The Indian government has amended the IBC several times. The Insolvency and Bankruptcy Code (Amendment) Ordinance of 2017 and the Insolvency and Bankruptcy Code (Second Amendment) Bill of 2019. The 2017 amendment addressed issues such as expanding the scope of insolvency, strengthening the insolvency resolution process, and increasing investor confidence. Other issues unresolved by this ordinance include job losses, operation creditors' voting rights in the committee of creditors, and public depositors' dues. As a result, the 2019 amendment focused on promoting entrepreneurship, amending laws relating to reorganisation and insolvency resolutions of corporations, firms, and individuals, balancing the interests of all shareholders, and reducing creditor abuse.
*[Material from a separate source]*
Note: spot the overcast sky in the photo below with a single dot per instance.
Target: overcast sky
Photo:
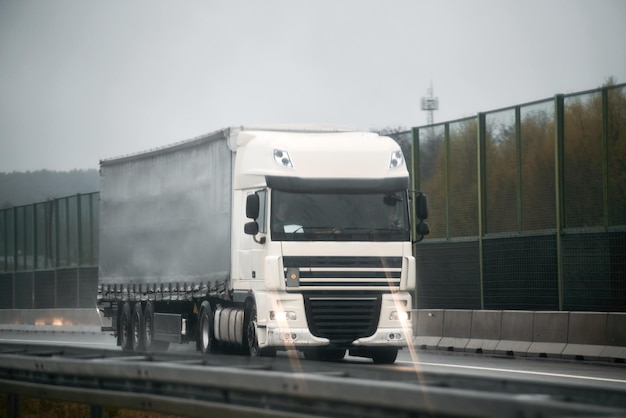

India's insolvency laws have long been a mystery. An indebtedness system has risen and fallen, each bringing little new with it. The IBC was a one-stop shop that used a planned income approach with tough columns to outperform the current debt system. The Code developed quickly and established its jurisprudence. However, the code required changes to keep up with global bankruptcy laws and allow India's economy to expand beyond national borders. The Code appeared to be over-driven, which was the root of all problems. It ignored legitimate residential issues such as occupations, non-institutionalized investors and creditors to consolidate the benefits of other countries' bankruptcy laws. The changes proposed in the 2019 amendment will greatly affect the professionals involved, but the proposed changes will have flaws.